Many active fund charges would rise to above 1% – the fee level generally seen as acceptable – if the UK regulator makes changes to the way charges are reported, research suggests.
Fitz Partners warned that funds would become more expensive should the Financial Conduct Authority (FCA) force asset managers to include transaction fees in the standard ‘ongoing charge figure’ (OCF).
The OCF has become a widely used way for firms to report fund costs to customers – but it does not include the transaction costs generated by portfolio managers’ buy and sell orders.
Fitz Partners found that transaction costs in UK-domiciled active equity funds have in fact fallen by 20% since 2014 as portfolio turnover stayed relatively stable and assets under management increased.

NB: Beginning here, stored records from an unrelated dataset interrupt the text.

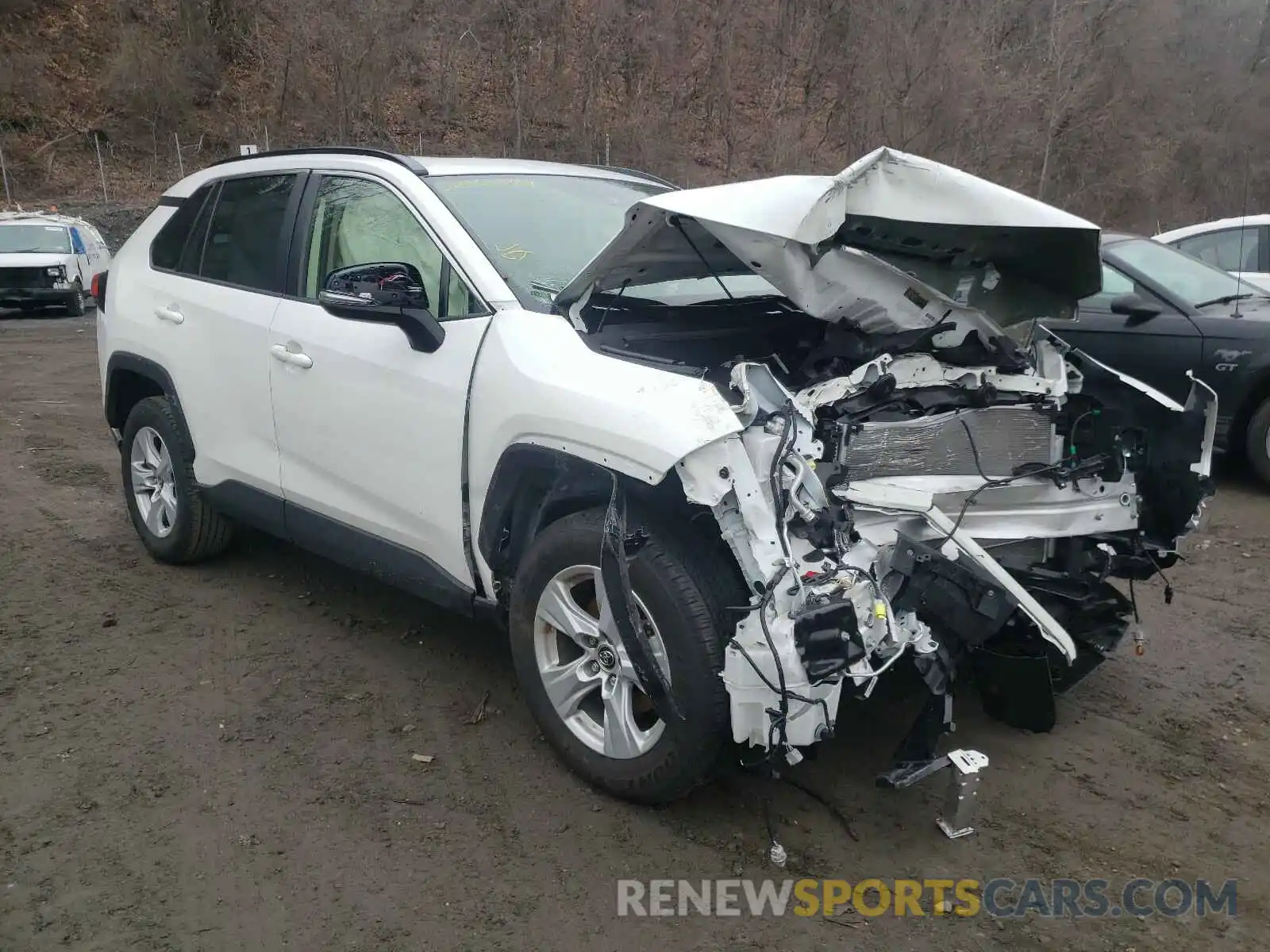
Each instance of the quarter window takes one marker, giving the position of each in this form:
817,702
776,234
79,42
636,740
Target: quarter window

But including these ‘invisible’ transaction costs – which are 0.20% on average – in the OCF could push many so-called ‘clean’ share classes to over 1% in the official All Companies fund category.
Hugues Gillibert, Fitz Partners chief executive officer, warned that the FCA could force asset managers to include transaction cost in the OCF in its final report into the UK fund industry, which is expected this month.
“Although these charges are not usually disclosed to investors, they would have an impact on overall fund performance and are monitored internally by asset managers,” he said.
Currently, 77% of active funds with clean share classes in the UK All Companies sector show OCFs under 1%, which “some investors in the UK might now consider as a ceiling when it comes to acceptable fund charges”, said Fitz Partners.
With the addition of transaction fees to OCFs, Fitz Partners says only 28% of active funds in this sector would remain below a total fee ceiling of 1% and this could cost firms 30% of management fee revenue if they felt compelled to keep OCF figures the same.